A quick primer on the tort of defamation. Defamation is comprised of “libel” and “slander” (relating to written and spoken statements, respectively). A person has been defamed when a false statement is publicized about him or her, when that statement was presented as fact (as opposed to opinion or analysis), and when that statement results in financial harm to the victim. If the victim is a public figure, there is an additional requirement that the statement was made with “actual malice” ( knowledge that the information was false or with reckless disregard of whether it was false or not.)

While Trump seems to operate with an incredibly liberal definition of libel as a potential plaintiff, he’s wildly cavalier about statements that could affect him as a libel defendant. Overnight, Trump sent out these tweets:

The tweets clearly state that former Miss Universe Alicia Machado 1) was in a sex tape; 2) was “the worst Miss Universe;” and 3) that Hillary Clinton may have helped Machado become a U.S. citizen. Let’s just take those statements one at a time. The most actionable statement, from a defamation standpoint, is the allegation that Machado was in a sex tape. It’s clearly a statement of purported fact, and was clearly made publicly.
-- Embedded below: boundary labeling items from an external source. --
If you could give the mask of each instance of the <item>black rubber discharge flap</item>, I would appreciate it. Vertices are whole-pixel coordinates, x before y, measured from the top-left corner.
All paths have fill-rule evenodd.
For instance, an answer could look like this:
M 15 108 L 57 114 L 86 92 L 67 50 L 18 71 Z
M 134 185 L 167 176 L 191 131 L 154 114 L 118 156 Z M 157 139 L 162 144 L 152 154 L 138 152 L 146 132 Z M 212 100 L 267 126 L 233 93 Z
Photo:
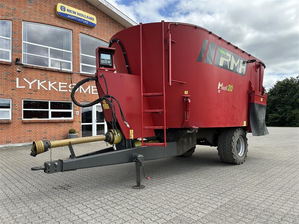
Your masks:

As a model and actress, Machado could easily suffer damage to her reputation and resulting financial consequences from the publicizing of that statement. And even if Machado were considered to be a public figure (which is unlikely, because she’s not famous enough), the tone of Trump’s tweets could very likely support an inference that he was acting with “actual malice.” Of course, Trump’s statements wouldn’t be defamatory if they were true – but so far, there’s nothing to indicate that any sex tape starring Machado actually exists. Machado did star in the Spanish reality program La Granja, in which there was a night-vision scene (that may not have even included Machado) showing a couple moving in bed under covers. But “sex tape” has a colloquial meaning, and a grainy segment on a reality show isn’t that meaning. Unless Trump can produce an actual sex tape starring the former Miss Universe, he may want to consider retracting those tweets.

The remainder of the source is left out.